我俩正往操场赶的时候,看见了后勤组的大秦。
大秦一直对我们服务组不屑一顾。后勤组负责单位工资、绩效的清算和生活用品的发放,每次作为后勤组组长的他都会把我们服务组排放在最后的位置,用老杜的话说是“狗眼看人低”。大秦姓秦,而且人长得又不面善,平时还爱对我们年轻人吆五喝六的,从他那儿领支水笔要个肥皂之类的就跟在他身上拔毛似的。
曾经一次,我们办公组没毛巾了,找他要一条,他随手拿来一条给我。
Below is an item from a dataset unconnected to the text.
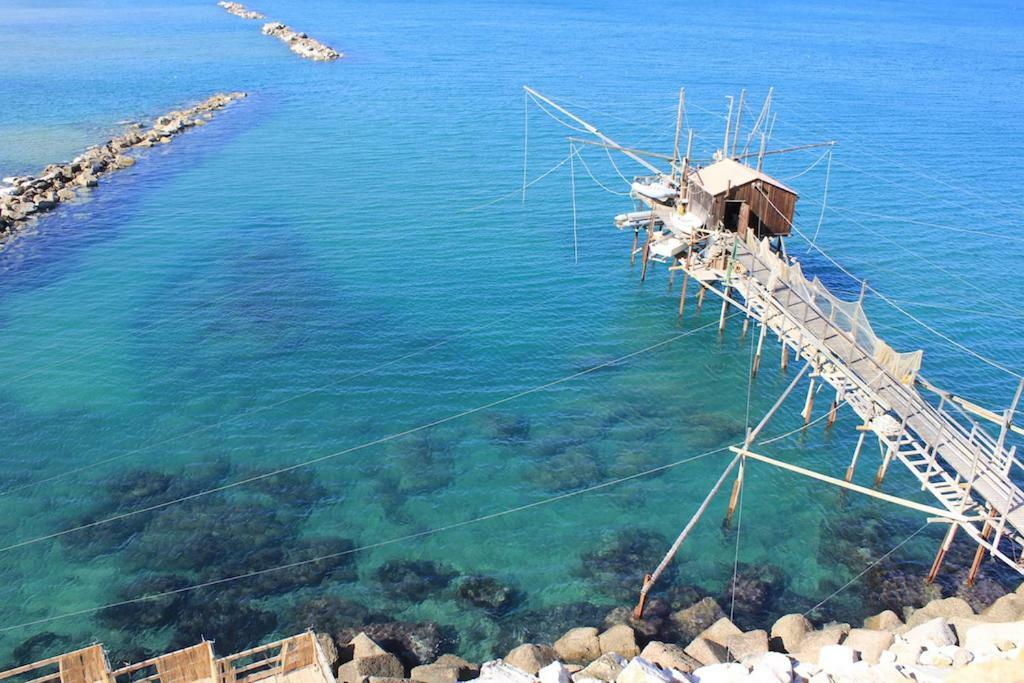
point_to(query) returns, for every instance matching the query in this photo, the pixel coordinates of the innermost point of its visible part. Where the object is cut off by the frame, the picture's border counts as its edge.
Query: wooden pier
(295, 659)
上面都是黄黄的印记。我就怀疑,这是不是刚擦完茶叶杯子啊。也没多想,就放我们办公室了。
那天老李一番尽情畅快的广场舞过后,大汗淋漓地回办公组。拿起毛巾就往脸上擦,边擦边说怎么这么大草药味。再仔细一闻,是那条泛黄的毛巾隐隐散发出来了。
后来经老杜多方打听外加精准分析,得出可靠结论:大秦有香港脚,天天用草药、蒲公英泡脚,这条毛巾就是他用剩下来的擦脚布。害得我被老李埋怨了好一阵子。
我抓住机会,喊他:“秦教授!”他气得哼哼,但是也没办法。自从那件事情之后,我们都叫他“秦教授”简称“禽兽”。
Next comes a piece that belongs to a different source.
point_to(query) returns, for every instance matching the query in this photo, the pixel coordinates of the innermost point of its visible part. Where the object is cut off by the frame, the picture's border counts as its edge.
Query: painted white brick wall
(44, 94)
我看见他手里拿着个塑料袋,里面都是蒲公英。我就打趣儿凑他:“秦教授又去采蒲公英了哈!”
老杜曾经被大秦欺负过,也过来搭话:“方圆几百里的蒲公英都被秦教授采绝了吧?”
“以后蒲公英还得列为国家二级保护植物!”我接着说。
大秦气得吹胡子瞪眼,但是也不好发作,“操场上见!”
老杜拍胸脯说,“我们服务组赢定你们后勤组了!”
作为“扑克牌的梅花”服务组,人少,地位低,而且人员良莠不齐,这次再拿不出好成绩,又该落得其他组的笑柄了,我用凉水把脸刺激刺激,今天也算是为服务组一战了!